The former House staffer didn’t mention having to deal with any wild animals (political or otherwise) during his days working for the GOP leadership. But he struck up a rather interesting acquaintance after moving out west.
“My wife and I had our own pet fox, Junior, who visited our home in Colorado at least twice a day,” the Steamboat Springs resident told HOH.
“Junior,” Hofman explained, was never fully domesticated (continued living in the wild), but did grow quite comfortable with the family.
“He would walk up my driveway with me in getting our morning paper, sit at my feet on our front porch, and take food out of my hand. And, oh yes, entertain all our visitors, particularly those from the East who never saw a fox they didn’t run from,” Hofman said of the rapport they developed over time.
Out of that relationship were borne a few insights Hofman felt compelled to share with those interested in what makes the CHF tick:
- Eggs are irresistible: “You know the story of the fox and the hen house? All true. Put an uncooked egg on the ground and watch the fox, sharp teeth and all, bound away without cracking the shell,” he said.
- Foxes don’t attack unless they have no way out: “So don’t attempt to corner them,” Hofman warned.
- Foxes look best with their winter coats: “So don’t worry as the weather warms and they look like they haven’t eaten in weeks,” he said of seasonal shedding.
- They party all the time: “Despite all the literature about foxes sleeping during the day and roaming only at night, not so.
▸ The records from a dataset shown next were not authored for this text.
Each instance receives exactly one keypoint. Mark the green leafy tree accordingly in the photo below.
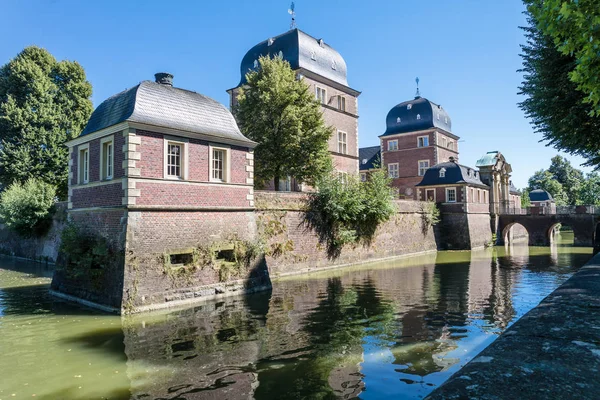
(43, 103)
(543, 179)
(589, 192)
(277, 110)
(574, 28)
(553, 104)
(27, 208)
(569, 177)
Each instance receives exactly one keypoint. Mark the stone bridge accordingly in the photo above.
(540, 227)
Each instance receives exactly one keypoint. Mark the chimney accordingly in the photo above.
(164, 78)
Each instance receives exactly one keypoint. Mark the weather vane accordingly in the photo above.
(292, 12)
(418, 94)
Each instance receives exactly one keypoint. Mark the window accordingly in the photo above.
(107, 155)
(174, 158)
(218, 165)
(393, 170)
(341, 103)
(423, 166)
(321, 95)
(450, 195)
(84, 164)
(342, 144)
(430, 195)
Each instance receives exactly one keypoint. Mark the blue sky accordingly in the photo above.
(465, 52)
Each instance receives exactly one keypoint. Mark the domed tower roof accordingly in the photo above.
(162, 105)
(417, 115)
(301, 51)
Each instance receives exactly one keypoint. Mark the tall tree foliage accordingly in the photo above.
(554, 105)
(43, 103)
(574, 27)
(278, 111)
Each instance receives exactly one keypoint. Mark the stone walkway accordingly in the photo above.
(552, 352)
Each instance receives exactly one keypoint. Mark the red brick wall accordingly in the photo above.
(178, 194)
(97, 196)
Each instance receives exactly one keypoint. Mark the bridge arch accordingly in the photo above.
(514, 231)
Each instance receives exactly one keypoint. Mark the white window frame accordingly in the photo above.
(226, 162)
(341, 103)
(83, 163)
(342, 142)
(104, 165)
(427, 197)
(321, 94)
(396, 169)
(422, 173)
(447, 196)
(184, 159)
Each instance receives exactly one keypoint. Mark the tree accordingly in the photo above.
(278, 111)
(554, 105)
(43, 103)
(544, 180)
(574, 28)
(570, 178)
(589, 192)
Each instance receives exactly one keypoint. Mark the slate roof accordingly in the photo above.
(302, 51)
(488, 159)
(163, 105)
(540, 195)
(369, 158)
(416, 115)
(455, 173)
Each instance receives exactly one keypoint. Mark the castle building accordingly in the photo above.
(324, 71)
(418, 136)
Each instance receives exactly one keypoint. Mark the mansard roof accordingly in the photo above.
(455, 173)
(163, 105)
(302, 51)
(416, 115)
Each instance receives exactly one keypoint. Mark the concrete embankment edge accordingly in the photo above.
(552, 352)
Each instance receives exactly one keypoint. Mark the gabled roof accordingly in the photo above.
(369, 158)
(416, 115)
(162, 105)
(454, 174)
(302, 51)
(540, 195)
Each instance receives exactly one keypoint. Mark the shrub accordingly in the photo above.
(27, 208)
(350, 212)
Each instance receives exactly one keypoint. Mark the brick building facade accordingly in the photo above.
(324, 70)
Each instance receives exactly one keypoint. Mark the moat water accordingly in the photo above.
(391, 330)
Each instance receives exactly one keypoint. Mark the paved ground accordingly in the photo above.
(553, 352)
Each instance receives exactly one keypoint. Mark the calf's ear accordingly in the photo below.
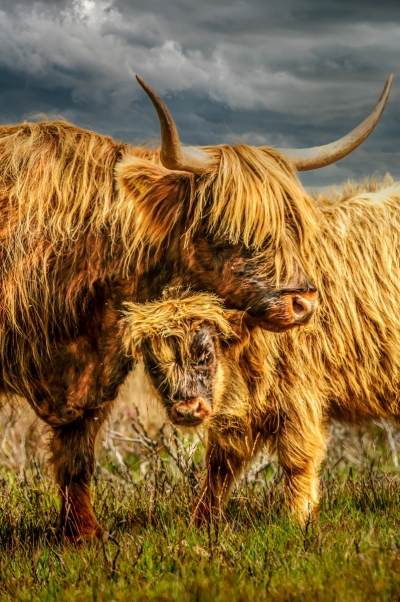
(158, 196)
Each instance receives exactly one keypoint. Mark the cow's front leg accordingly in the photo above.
(224, 467)
(73, 458)
(301, 448)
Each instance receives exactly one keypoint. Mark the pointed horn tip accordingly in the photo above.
(141, 82)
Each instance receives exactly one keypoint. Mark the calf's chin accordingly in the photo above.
(191, 412)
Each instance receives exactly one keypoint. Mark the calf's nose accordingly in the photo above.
(190, 412)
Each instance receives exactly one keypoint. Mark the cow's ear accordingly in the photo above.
(158, 197)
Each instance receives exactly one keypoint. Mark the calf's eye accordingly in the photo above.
(205, 358)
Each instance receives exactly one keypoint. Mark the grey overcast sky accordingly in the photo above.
(282, 72)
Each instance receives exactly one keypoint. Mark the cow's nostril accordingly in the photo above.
(299, 306)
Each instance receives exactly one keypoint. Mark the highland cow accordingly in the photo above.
(283, 390)
(88, 224)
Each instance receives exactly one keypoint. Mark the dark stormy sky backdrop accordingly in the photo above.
(283, 72)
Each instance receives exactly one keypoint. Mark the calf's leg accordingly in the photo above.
(73, 459)
(224, 467)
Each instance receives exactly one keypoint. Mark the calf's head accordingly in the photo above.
(179, 341)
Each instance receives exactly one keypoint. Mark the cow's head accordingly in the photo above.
(235, 219)
(178, 339)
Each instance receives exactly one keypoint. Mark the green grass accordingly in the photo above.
(351, 553)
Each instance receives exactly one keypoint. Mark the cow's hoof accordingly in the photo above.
(80, 534)
(201, 513)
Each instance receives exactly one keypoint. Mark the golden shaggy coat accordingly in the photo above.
(344, 365)
(87, 224)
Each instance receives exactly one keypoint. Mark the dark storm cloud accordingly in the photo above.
(287, 73)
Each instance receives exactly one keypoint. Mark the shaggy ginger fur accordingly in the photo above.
(345, 365)
(87, 224)
(282, 390)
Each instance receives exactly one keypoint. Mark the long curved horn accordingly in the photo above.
(173, 155)
(305, 159)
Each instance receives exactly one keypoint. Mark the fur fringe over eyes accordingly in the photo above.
(250, 195)
(174, 315)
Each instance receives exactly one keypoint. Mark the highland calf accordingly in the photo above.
(88, 224)
(283, 390)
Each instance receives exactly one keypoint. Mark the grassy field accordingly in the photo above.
(143, 492)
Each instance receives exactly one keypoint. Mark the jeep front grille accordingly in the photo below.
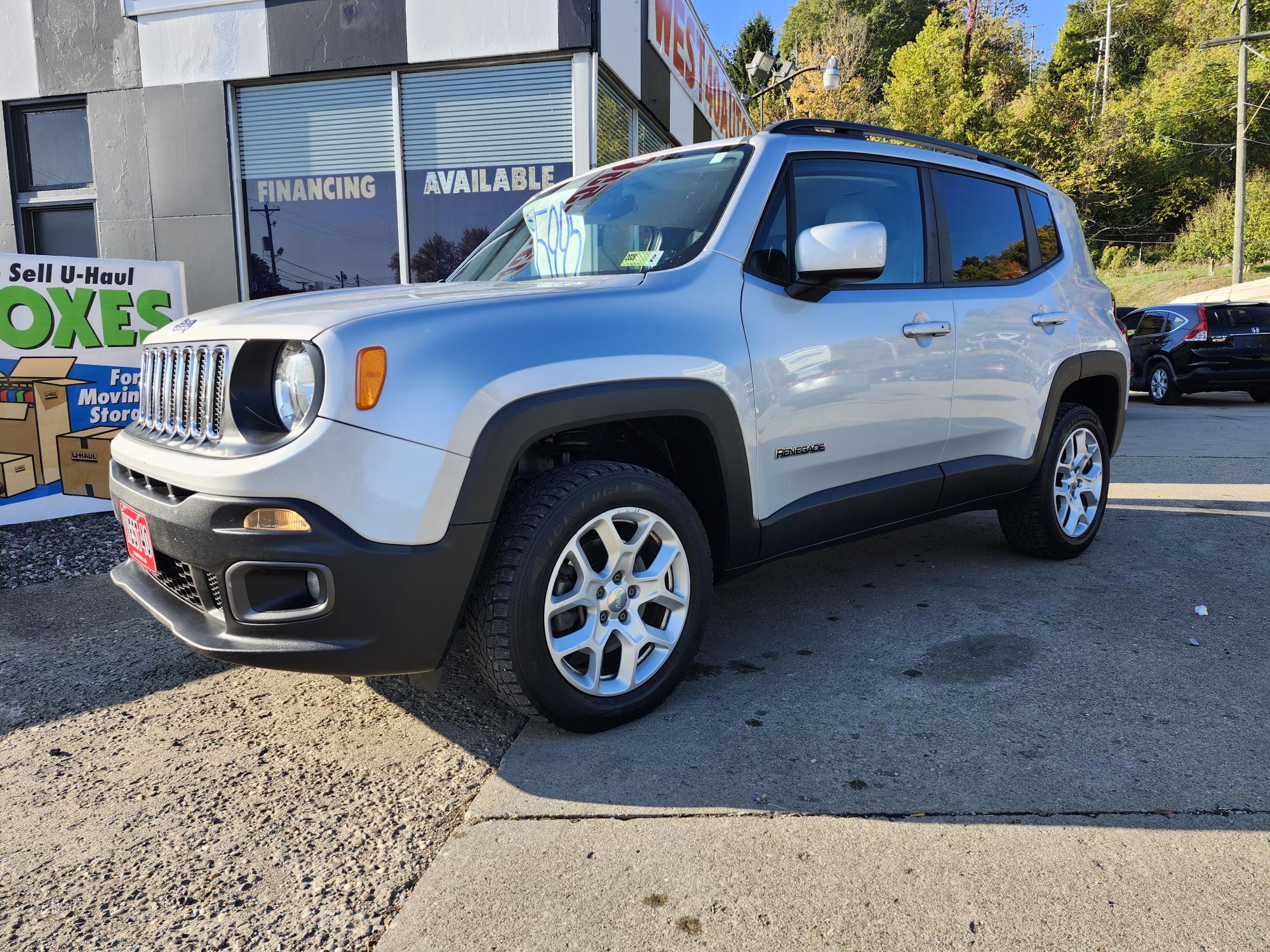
(184, 392)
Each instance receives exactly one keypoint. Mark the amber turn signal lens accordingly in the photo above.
(276, 521)
(373, 367)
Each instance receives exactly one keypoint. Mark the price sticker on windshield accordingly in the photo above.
(642, 260)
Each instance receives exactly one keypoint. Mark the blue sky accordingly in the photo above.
(726, 17)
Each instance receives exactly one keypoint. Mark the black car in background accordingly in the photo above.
(1201, 348)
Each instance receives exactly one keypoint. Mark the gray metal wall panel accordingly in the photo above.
(576, 22)
(655, 79)
(205, 243)
(307, 36)
(84, 46)
(326, 128)
(121, 168)
(525, 116)
(189, 150)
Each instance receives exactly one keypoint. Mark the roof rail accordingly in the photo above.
(862, 130)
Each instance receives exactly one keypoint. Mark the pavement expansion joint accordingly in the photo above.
(881, 816)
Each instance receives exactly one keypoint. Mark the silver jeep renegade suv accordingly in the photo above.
(652, 378)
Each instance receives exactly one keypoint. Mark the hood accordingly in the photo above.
(305, 317)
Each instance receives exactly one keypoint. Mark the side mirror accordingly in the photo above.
(830, 257)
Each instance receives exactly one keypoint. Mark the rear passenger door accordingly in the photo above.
(1004, 258)
(1149, 341)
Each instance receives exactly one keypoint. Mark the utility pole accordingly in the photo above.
(1241, 126)
(1103, 72)
(269, 228)
(1032, 51)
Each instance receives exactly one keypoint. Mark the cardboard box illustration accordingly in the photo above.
(35, 411)
(86, 461)
(17, 474)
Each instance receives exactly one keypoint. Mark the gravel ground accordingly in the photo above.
(154, 799)
(59, 549)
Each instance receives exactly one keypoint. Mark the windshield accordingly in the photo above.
(647, 214)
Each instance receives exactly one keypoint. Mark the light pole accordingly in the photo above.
(760, 70)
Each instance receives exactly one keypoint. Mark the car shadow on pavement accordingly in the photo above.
(81, 645)
(937, 672)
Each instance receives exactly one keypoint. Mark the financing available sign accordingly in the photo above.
(681, 41)
(70, 336)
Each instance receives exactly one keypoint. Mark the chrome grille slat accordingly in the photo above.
(184, 393)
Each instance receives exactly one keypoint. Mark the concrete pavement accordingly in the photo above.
(1090, 779)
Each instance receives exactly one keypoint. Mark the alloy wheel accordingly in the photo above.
(1080, 482)
(617, 602)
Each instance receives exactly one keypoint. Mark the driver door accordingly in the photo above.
(854, 393)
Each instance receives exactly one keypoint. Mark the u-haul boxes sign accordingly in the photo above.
(679, 37)
(70, 336)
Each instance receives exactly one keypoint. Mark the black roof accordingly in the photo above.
(862, 130)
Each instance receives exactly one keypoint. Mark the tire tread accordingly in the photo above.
(490, 610)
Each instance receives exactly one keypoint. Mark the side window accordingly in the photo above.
(770, 258)
(831, 191)
(1047, 232)
(986, 229)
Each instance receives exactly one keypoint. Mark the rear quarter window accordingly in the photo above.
(1240, 319)
(1047, 230)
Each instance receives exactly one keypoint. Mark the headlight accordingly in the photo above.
(295, 384)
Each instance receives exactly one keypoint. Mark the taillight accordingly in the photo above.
(1201, 331)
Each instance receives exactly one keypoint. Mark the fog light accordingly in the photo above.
(276, 521)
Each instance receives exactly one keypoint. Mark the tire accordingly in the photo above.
(543, 534)
(1163, 385)
(1032, 521)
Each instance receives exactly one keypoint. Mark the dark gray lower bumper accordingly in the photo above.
(396, 607)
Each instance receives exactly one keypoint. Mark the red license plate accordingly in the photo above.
(137, 536)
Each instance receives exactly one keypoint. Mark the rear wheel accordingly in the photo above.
(1060, 513)
(592, 601)
(1163, 385)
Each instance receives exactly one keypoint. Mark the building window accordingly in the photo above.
(622, 130)
(54, 172)
(478, 144)
(319, 180)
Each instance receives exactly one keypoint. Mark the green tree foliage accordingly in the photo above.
(1210, 233)
(957, 79)
(890, 26)
(758, 35)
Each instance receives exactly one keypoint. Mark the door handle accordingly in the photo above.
(928, 329)
(1048, 319)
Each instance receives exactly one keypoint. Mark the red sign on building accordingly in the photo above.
(676, 34)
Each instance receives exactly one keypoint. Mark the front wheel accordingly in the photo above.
(594, 597)
(1060, 513)
(1163, 385)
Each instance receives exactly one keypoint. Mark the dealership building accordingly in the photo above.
(279, 147)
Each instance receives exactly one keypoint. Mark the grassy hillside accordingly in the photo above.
(1139, 289)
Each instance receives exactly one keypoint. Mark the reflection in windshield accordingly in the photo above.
(648, 214)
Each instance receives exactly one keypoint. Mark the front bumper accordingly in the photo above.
(394, 610)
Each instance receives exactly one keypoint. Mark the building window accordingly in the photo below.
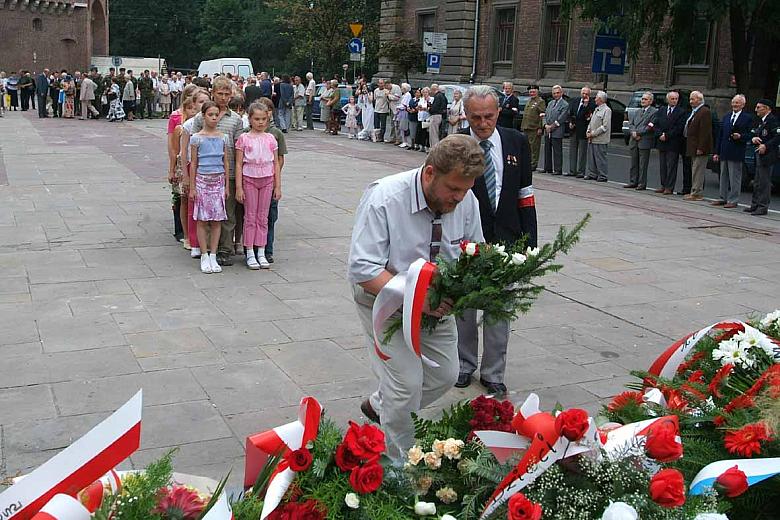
(505, 34)
(557, 35)
(698, 52)
(426, 22)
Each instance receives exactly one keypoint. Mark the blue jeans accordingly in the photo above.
(273, 215)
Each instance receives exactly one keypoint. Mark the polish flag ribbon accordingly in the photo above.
(78, 465)
(405, 291)
(281, 440)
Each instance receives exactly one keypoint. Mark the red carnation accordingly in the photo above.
(364, 441)
(624, 399)
(299, 460)
(746, 441)
(345, 459)
(572, 424)
(662, 444)
(520, 508)
(667, 488)
(366, 479)
(732, 482)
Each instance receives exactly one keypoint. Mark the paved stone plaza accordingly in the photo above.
(98, 299)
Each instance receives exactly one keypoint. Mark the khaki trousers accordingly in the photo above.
(406, 384)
Junior would come at noon if he wanted company,” Hofman asserted.
Moreover, Hofman expressed confidence that the CHF is, in fact, his old friend, come to see what all the fuss is about.
“I must tell you that Junior left us about two years ago,” he said of their last encounter on Mother’s Day 2012. “So by my calculation, having seen me read Roll Call on my deck, he finally reached his destination.”
Could Junior be masquerading as the CHF?
Hofman proposes a simple test.
“If I’m right, please tell your readers that Junior also loves peanut butter and jelly on hotdog buns,” he quipped.